Advanced Aggregations with Expressions
Polars expressions let you build complex aggregations that would require multiple steps in pandas. You can filter within groups, apply conditions, and combine operations.
Here’s conditional aggregation—counting or summing only rows that match a condition:
df = pl.DataFrame({
"department": ["sales", "sales", "sales", "engineering", "engineering"],
"employee": ["alice", "bob", "carol", "dave", "eve"],
"status": ["active", "inactive", "active", "active", "active"],
"salary": [75000, 65000, 80000, 95000, 90000]
})
result = df.group_by("department").agg(
pl.len().alias("total_employees"),
pl.col("status").filter(pl.col("status") == "active").count().alias("active_employees"),
pl.col("salary").filter(pl.col("status") == "active").mean().alias("avg_active_salary"),
pl.col("salary").sum().alias("total_payroll")
)
print(result)
You can also use when().then().otherwise() for more complex conditional logic:
df = pl.DataFrame({
"category": ["A", "A", "A", "B", "B"],
"value": [10, 25, 15, 30, 5],
"threshold": [20, 20, 20, 20, 20]
})
result = df.group_by("category").agg(
pl.when(pl.col("value") > pl.col("threshold"))
.then(pl.col("value"))
.otherwise(0)
.sum()
.alias("sum_above_threshold"),
(pl.col("value") > pl.col("threshold")).sum().alias("count_above_threshold")
)
print(result)
This pattern eliminates the need for intermediate columns or separate filtering steps.
GroupBy with Sorting and Ordering
By default, group_by() doesn’t preserve or guarantee any particular row order. For deterministic results, use maintain_order=True:
result = df.group_by("category", maintain_order=True).agg(
pl.col("value").sum()
)
This keeps groups in the order they first appear in the data. There’s a small performance cost, so only use it when you need it.

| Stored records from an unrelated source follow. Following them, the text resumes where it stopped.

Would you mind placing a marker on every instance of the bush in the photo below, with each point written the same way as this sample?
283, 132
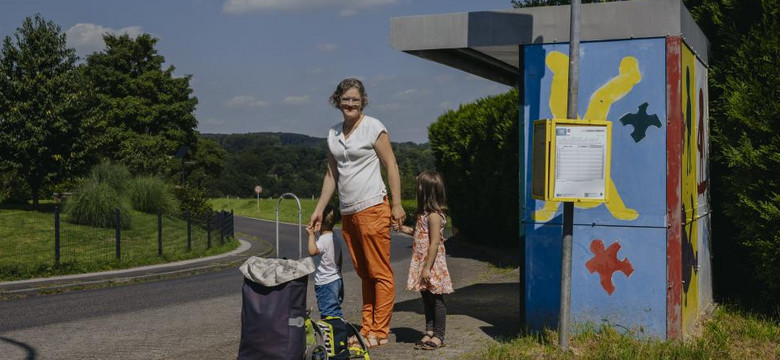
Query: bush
191, 199
113, 175
148, 194
476, 151
94, 205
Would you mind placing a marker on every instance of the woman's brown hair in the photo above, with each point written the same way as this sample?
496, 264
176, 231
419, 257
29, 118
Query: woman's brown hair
343, 86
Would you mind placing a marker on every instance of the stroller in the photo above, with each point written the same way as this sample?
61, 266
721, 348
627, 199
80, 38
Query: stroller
273, 310
274, 320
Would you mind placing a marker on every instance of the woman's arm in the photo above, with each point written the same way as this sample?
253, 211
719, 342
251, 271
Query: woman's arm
385, 152
328, 188
434, 235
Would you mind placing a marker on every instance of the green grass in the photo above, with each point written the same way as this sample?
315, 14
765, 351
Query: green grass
246, 207
27, 244
288, 208
730, 334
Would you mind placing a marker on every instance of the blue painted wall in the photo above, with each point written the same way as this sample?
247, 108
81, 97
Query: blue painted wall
639, 176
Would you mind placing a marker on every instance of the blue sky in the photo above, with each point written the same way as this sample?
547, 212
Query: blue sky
270, 65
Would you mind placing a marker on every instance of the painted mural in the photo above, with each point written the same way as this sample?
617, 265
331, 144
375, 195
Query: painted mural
695, 201
618, 260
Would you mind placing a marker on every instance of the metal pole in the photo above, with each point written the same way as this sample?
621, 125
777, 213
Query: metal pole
189, 232
118, 222
57, 235
159, 232
300, 223
568, 207
209, 216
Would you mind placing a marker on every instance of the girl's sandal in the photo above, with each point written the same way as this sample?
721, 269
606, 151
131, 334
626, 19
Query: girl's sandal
432, 345
426, 337
374, 341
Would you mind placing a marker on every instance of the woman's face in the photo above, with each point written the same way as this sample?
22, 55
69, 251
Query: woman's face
350, 104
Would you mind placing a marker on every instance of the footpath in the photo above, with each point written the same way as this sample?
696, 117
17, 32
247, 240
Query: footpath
484, 307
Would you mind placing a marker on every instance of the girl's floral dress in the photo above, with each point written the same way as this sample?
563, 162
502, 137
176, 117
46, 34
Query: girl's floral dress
440, 282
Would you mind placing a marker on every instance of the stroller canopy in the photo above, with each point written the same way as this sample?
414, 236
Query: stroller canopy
272, 272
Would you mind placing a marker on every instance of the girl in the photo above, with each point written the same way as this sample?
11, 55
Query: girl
428, 272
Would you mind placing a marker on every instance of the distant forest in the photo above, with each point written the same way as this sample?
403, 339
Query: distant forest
284, 162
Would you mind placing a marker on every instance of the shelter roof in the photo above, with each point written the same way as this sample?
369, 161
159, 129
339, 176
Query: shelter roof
487, 43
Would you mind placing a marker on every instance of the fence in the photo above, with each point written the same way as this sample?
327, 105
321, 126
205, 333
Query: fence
31, 241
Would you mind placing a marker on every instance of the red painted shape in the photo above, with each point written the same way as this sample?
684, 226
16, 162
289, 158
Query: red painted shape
674, 140
605, 263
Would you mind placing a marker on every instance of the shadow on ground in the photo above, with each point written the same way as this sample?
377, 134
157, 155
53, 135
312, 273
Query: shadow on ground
501, 257
30, 351
494, 304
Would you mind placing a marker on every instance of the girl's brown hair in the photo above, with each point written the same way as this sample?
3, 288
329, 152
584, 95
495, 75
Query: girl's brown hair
343, 86
430, 193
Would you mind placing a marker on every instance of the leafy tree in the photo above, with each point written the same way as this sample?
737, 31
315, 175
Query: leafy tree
148, 112
42, 125
476, 150
744, 113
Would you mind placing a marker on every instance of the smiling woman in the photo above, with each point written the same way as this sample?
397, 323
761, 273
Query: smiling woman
357, 147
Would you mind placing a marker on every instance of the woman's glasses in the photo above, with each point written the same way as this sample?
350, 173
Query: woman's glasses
348, 100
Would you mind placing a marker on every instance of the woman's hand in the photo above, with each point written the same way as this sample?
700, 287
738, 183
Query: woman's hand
399, 215
315, 221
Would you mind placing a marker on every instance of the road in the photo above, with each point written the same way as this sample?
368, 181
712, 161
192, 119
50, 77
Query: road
190, 317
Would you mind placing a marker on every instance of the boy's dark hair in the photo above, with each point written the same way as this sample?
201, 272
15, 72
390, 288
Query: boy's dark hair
430, 193
330, 217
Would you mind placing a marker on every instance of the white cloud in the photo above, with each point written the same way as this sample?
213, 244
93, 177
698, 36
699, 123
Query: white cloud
389, 107
213, 121
405, 94
87, 38
245, 100
347, 6
296, 100
327, 47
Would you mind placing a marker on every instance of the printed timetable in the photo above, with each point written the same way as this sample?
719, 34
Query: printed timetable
580, 161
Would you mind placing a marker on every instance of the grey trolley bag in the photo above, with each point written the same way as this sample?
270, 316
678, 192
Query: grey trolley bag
273, 310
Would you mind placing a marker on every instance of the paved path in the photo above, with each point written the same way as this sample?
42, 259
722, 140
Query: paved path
485, 306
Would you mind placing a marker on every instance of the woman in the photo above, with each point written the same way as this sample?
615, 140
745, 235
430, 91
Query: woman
358, 146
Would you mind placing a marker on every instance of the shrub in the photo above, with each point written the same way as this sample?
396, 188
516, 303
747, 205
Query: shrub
113, 175
94, 205
476, 151
191, 199
148, 194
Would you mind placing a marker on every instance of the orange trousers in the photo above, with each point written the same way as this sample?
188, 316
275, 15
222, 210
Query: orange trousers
367, 234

A common task is getting the top N rows per group. Combine sort() with head() inside your aggregation:
df = pl.DataFrame({
"category": ["A", "A", "A", "B", "B", "B"],
"product": ["p1", "p2", "p3", "p4", "p5", "p6"],
"sales": [100, 300, 200, 150, 400, 250]
})
# Get top 2 products by sales per category
result = df.sort("sales", descending=True).group_by("category").agg(
pl.col("product").head(2).alias("top_products"),
pl.col("sales").head(2).alias("top_sales")
)
print(result)
For more control, use over() with window functions to rank within groups, then filter:
df_ranked = df.with_columns(
pl.col("sales").rank(descending=True).over("category").alias("rank")
).filter(pl.col("rank") <= 2)
print(df_ranked)
Lazy Evaluation with GroupBy
For large datasets, lazy evaluation is essential. Instead of executing immediately, Polars builds a query plan and optimizes it before running.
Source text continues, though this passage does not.